It will be appreciated from the above description that embodiments of the present invention provide a novel adder circuit that includes an early LZA determination (in one embodiment done before the fractions, or indeed the other bits of the exponents, are compared) followed by pre-normalization of the result by left-shifting of both operands before the sum is computed. Further, injection rounding is used for all additions, and in particular is able to be used for effective subtractions with cancellation of leading bits, due to the pre-normalization of the result. This provides a particularly simple and efficient adder circuit, avoiding the need for separate near and far paths as adopted in traditional prior art approaches. It should also be noted that in accordance with embodiments there is no need for a leading zero correction, because if the leading zero value is off by one, it will be corrected automatically by the use of the output from the overflow adder 250 of Figure 2.

The adder circuit of embodiments is particularly beneficial when the adder circuit is coupled with a separate multiplier circuit in order to support fused multiply add operations, where the output of the multiplier is provided unrounded to the adder circuit.

In particular, the adder circuit of embodiments allows injection rounding to be applied when performing fused multiply add operations, due to the operation of the pre-normalization circuitry ensuring that in the presence of leading bit cancellation, the inputs are still correctly aligned for the injection rounding.

However, whilst the adder is particularly well suited to accommodate fused multiply add operations, the basic design is still an improvement over traditional near/far path adders, even if the design does not support fused multiply add operations.
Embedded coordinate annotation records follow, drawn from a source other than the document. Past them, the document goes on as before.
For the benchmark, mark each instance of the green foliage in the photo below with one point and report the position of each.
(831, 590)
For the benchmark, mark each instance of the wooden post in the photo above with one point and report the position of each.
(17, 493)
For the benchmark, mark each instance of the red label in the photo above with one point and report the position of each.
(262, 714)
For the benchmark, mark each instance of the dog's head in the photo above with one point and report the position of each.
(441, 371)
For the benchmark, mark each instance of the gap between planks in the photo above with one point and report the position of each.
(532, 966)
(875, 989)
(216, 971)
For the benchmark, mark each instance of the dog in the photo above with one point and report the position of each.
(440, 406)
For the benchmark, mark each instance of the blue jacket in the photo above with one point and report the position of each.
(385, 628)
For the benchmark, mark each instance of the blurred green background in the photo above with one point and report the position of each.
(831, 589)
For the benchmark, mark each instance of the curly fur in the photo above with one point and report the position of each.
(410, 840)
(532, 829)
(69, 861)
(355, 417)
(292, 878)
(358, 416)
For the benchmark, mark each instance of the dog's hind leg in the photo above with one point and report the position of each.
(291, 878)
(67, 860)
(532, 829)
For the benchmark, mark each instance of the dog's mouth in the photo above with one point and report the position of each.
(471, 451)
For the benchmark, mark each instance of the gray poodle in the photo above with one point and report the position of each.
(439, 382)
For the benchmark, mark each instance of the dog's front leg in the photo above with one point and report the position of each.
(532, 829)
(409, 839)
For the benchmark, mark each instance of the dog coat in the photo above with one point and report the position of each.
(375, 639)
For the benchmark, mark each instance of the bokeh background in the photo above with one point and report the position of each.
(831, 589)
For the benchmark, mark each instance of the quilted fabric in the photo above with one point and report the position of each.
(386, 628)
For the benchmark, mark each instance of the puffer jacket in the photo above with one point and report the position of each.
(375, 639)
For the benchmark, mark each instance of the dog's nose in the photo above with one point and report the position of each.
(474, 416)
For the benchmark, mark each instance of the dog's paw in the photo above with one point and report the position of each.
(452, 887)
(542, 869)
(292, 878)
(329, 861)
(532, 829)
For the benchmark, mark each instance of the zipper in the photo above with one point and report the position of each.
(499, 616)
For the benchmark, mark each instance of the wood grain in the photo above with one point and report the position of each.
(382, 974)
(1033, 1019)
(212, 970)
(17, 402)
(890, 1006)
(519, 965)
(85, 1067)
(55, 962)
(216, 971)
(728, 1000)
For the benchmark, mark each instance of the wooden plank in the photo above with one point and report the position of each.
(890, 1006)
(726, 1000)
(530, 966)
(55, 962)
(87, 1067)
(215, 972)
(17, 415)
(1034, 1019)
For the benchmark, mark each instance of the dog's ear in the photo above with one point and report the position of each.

If fused multiply add operations are not to be supported, it will be appreciated that the size of some of the paths of Figure 2 can be reduced since both significands will be 53 bits in size, assuming double precision values are being handled.

In accordance with the novel adder design described above, the entire near path of a traditional adder is replaced by two left-shifters and two LZA circuits. The timing is equivalent to a near/far path adder (and indeed is significantly better if doing fused multiply add operations), but in addition the adder is considerably simpler and smaller than traditional near/far path adders.

Although particular embodiments of the invention have been described herein, it will be apparent that the invention is not limited thereto, and that many modifications and additions may be made within the scope of the invention. For example, various combinations of the features of the following dependent claims could be made with the features of the independent claims without departing from the scope of the present invention.